As discussões travadas em torno da nossa vida política e social veem-se hoje confinadas ao binómio utopia/justa versus realidade/injusta, mas inevitável.
Esta contraposição, que nos é imposta como intransponível, evita, em regra, a discussão da justiça da utopia e favorece, portanto, a inelutabilidade da realidade existente, por mais injusta que ela seja.
A verdade é que nem sempre a realidade se impôs à utopia e, sempre que assim sucedeu, outras realidades mais justas acabaram, muitas vezes, por se impor e moldar a vida dos homens e do mundo, dando-lhes a eles e aos seus descendentes uma vida melhor.
Não respeitar a realidade e ignorar o seu peso e efeitos conduz quase sempre à catástrofe.
A realidade não é, todavia, algo com que os homens queiram viver eternamente e não constitui seguramente, por isso – designadamente quando estática e conformada –, um fator de progresso da vida.
O progresso reside, precisamente, na transformação da realidade e na ambição da criação de uma outra realidade que cumpra os sonhos realizáveis que, em cada momento, movem as pessoas e as sociedades.
O problema do confronto entre a utopia e a realidade não se situa, portanto, no antagonismo radical daqueles dois modos de olhar a vida.
Nenhuma realidade é verdadeiramente suportável sem que lhe esteja associado um grau de utopia.
Nenhuma utopia é motivadora sem que quem a assuma tome como base a realidade que quer transformar.
A vida das pessoas e das sociedades vive bem com o confronto entre realidade e utopia – vive, sim, deste.
O problema das pessoas e das sociedades – aquilo que verdadeiramente as inquieta ou liquida – reside, precisamente, na perda de qualquer grau de utopia que as ajude a mudarem a vida.
Sem projeto utópico e sem vontade de mudança não haverá, com efeito, realidade que seja suportável por muito tempo, não há vida que seja vivível; não há vida.
Apelar, por isso, ao sentido da realidade para conter a utopia significa procurar matar o empreendimento que dá vida à vida, seja ele pessoal, empresarial, social ou político.
Que há que ter em conta os condicionalismos da realidade, parece óbvio; precisamente quando se quer, verdadeiramente, realizar qualquer projeto.
Por isso, o que na verdade se afigura irrealista, mesmo quando se apela ao realismo, é que não se arquitete um qualquer projeto, mesmo que condicionado, para mudar a realidade.

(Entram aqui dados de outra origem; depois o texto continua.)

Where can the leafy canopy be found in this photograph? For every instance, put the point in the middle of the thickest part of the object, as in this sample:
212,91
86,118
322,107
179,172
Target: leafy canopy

A insistência no discurso da realidade sem prefiguração de um projeto realista não só não impede uma realidade nova de se concretizar como, sobretudo, torna descartável quem o faz.
Hoje em dia, passamos o tempo a ouvir falar de populismos, que ninguém sabe muito bem definir, mas que todos sabem que são erguidos por discursos contra uma realidade pesada e que se apresenta como imutável.
De resto, a prazo, todas as realidades, por mais aprazíveis que pareçam ser, são pesadas e, por isso, se tornam insuportáveis.
Mas, como o que as pessoas verdadeiramente são é realistas, o que querem é projetos que lhes aliviem o peso da realidade.
Uma sociedade sem projetos, sem utopia é uma sociedade adormecida, morta e que apenas pode ser despertada pela mais irrealista das utopias; e, na invenção de tais fantasias, os populistas são exímios.
Projetar realisticamente um futuro melhor e mais justo para todos, envolvendo abertamente nesse projeto toda a sociedade, é a única maneira de esconjurar os Velhos do Restelo, mesmo quando travestidos de vendedores sorridentes de novas realidades que, afinal, mais se parecem com as antigas.